Nenhum especialista lhe consegue dizer muito neste momento sobre a vacina, atendendo a que toda a informação foi disponibilizada para as agências que autorizam a sua utilização e ainda nada foi publicado em qualquer jornal científico ou num meio que esteja acessível.
Na verdade, não temos dados válidos que permitam dizer com certeza de que já vi um artigo ou um trabalho que mostra isto e aquilo. Sabemos é que as autoridades que estão a analisar esses dados que receberam directamente dos laboratórios, têm manifestado a informação de que não há eventos adversos graves, e os que surgiram escritos indicam que são relativamente seguros.
Se nós pensarmos num ano, ano e meio, dois anos de prazo, é impossível imaginar porque ainda não passou esse tempo. Os estudos foram feitos há muito pouco tempo e, na verdade, o seguimento destas pessoas (voluntários) é só de meia dúzia de meses, pelo que é impossível saber o que vai acontecer no futuro.
Aquelas que são feitas com estruturas semelhantes às usadas noutras vacinas, dão tranquilidade. Porque não há nada que nos faça prever que se numa base (perfil) usada noutra vacina que corria bem sem trazer complicações e que já foi usada durante muito anos, que agora não corra bem. E isso é que dá tranquilidade para dizer que nada é esperado de diferente das anteriores.
Então aconselha a vacinação…
… eu diria que nesta primeira fase em que serão criteriosamente escolhidas as pessoas em função do risco associado à doença, não é sequer de ponderar não ser vacinado.
Estamos a falar de pessoas para quem o risco de ter uma complicação grave se tiver esta doença é demasiado grande, comparativamente com o potencial risco de usar a vacina. Nessa circunstância, eu diria que sim.
Todos os outros, a generalidade da população sem nenhum risco acrescido, provavelmente só daqui a quase um ano é que teremos de decidir se queremos ser vacinados ou não, porque então o conhecimento já aumentou muito.
Insisto que ninguém correria hoje o risco de autorizar uma vacina sobre a qual não houvesse probabilidade de ser segura.
"Foi uma corrida contra o tempo"
A despeito de todo o sofrimento que a Humanidade está a padecer, no caso dos científicos envolvidos neste processo, isto, em termos de investigação, foi um desafio estimulante, não é verdade?
Sim, foi, porque mesmo cientificamente, nós tínhamos abandonado o estudo das doenças infecciosas e isto obrigou a uma aprendizagem muito grande, sendo muito desafiante.
E mesmo na forma de comunicar, esta pandemia trouxe muitos desafios, havendo, contudo, uma dicotomia entre saúde e economia, mas que não é real, porque à custa da Covid, mesmo dentro da saúde, há muitas coisas que não estão a ser resolvidas como deveriam.

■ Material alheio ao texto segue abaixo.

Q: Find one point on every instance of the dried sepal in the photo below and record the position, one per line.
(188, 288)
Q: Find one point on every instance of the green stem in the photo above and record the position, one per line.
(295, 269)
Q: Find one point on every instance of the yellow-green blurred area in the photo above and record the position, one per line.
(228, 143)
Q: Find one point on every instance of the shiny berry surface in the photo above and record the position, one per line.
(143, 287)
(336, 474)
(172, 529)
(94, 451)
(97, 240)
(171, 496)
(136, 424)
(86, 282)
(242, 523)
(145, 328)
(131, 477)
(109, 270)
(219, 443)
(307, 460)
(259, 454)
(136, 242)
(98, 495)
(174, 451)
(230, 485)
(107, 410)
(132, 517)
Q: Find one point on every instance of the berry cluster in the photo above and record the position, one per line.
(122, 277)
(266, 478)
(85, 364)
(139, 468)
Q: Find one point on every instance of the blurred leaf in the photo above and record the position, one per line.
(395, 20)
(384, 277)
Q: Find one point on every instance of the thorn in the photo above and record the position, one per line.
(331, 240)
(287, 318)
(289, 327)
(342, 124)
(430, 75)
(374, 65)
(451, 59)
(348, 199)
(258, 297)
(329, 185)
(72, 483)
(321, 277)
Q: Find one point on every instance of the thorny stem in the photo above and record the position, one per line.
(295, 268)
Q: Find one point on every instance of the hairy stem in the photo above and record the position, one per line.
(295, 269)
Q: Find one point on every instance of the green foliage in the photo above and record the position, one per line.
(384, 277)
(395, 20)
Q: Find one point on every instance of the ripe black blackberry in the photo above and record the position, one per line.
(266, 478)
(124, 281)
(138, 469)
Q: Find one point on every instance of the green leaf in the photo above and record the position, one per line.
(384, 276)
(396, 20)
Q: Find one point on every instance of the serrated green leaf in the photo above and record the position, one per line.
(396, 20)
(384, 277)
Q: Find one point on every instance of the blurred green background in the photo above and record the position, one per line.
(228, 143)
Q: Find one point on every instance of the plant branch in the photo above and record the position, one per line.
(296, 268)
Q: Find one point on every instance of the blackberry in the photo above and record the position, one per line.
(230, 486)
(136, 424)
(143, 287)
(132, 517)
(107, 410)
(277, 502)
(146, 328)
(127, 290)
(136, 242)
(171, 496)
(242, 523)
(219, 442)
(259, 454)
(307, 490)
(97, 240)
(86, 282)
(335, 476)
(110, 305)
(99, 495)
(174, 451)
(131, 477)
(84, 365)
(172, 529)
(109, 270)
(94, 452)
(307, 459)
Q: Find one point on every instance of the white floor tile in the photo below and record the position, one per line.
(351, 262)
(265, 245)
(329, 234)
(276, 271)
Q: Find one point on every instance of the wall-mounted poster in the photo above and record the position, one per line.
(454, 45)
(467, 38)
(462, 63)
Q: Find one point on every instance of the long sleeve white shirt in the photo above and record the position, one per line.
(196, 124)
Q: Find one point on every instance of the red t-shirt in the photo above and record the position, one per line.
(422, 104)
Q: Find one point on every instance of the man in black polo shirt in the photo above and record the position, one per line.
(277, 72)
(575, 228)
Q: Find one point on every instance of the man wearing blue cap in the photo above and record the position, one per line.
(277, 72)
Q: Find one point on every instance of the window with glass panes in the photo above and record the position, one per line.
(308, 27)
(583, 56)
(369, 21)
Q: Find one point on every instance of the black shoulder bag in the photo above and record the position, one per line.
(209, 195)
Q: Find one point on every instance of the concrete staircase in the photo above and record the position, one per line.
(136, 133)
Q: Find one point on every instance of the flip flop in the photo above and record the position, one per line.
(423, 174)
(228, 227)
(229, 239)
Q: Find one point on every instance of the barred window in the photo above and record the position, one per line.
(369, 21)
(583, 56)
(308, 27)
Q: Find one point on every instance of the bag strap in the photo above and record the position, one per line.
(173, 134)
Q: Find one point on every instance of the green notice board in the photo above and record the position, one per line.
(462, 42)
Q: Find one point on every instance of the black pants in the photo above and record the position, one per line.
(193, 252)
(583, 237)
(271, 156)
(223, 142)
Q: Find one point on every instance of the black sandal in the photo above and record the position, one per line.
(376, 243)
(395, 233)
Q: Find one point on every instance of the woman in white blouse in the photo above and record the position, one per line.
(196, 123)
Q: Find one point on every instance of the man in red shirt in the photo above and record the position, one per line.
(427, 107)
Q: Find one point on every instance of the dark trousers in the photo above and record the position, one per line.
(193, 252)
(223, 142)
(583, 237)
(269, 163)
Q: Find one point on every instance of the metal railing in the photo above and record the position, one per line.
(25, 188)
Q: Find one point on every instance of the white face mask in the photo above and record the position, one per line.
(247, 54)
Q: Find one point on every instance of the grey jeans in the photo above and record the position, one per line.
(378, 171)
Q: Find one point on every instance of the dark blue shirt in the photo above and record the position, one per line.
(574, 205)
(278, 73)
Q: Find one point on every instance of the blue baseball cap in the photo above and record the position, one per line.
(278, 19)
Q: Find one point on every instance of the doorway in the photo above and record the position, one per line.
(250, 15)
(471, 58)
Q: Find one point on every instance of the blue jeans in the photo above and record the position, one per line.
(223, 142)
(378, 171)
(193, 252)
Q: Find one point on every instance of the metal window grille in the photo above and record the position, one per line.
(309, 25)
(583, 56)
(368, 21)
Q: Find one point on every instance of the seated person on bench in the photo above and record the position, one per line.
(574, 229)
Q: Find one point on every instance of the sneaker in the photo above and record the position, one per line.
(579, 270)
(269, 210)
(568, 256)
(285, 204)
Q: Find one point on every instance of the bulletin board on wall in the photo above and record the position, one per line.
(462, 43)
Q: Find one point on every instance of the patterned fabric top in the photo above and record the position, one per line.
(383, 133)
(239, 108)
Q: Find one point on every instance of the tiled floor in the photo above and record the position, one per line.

Temo aqui um problema de saúde versus saúde, mas depois, por outro lado, há um aspecto também muito importante que não podemos esquecer: é que na verdade, o que mais prejudica a saúde é a pobreza.
E ter problemas com a economia - claro que vai ser a mais longo prazo e isso parece que não vai ter implicações na saúde -, mas o que mais a prejudica, são de facto as condições económicas não permitirem que o indivíduo tenha saúde.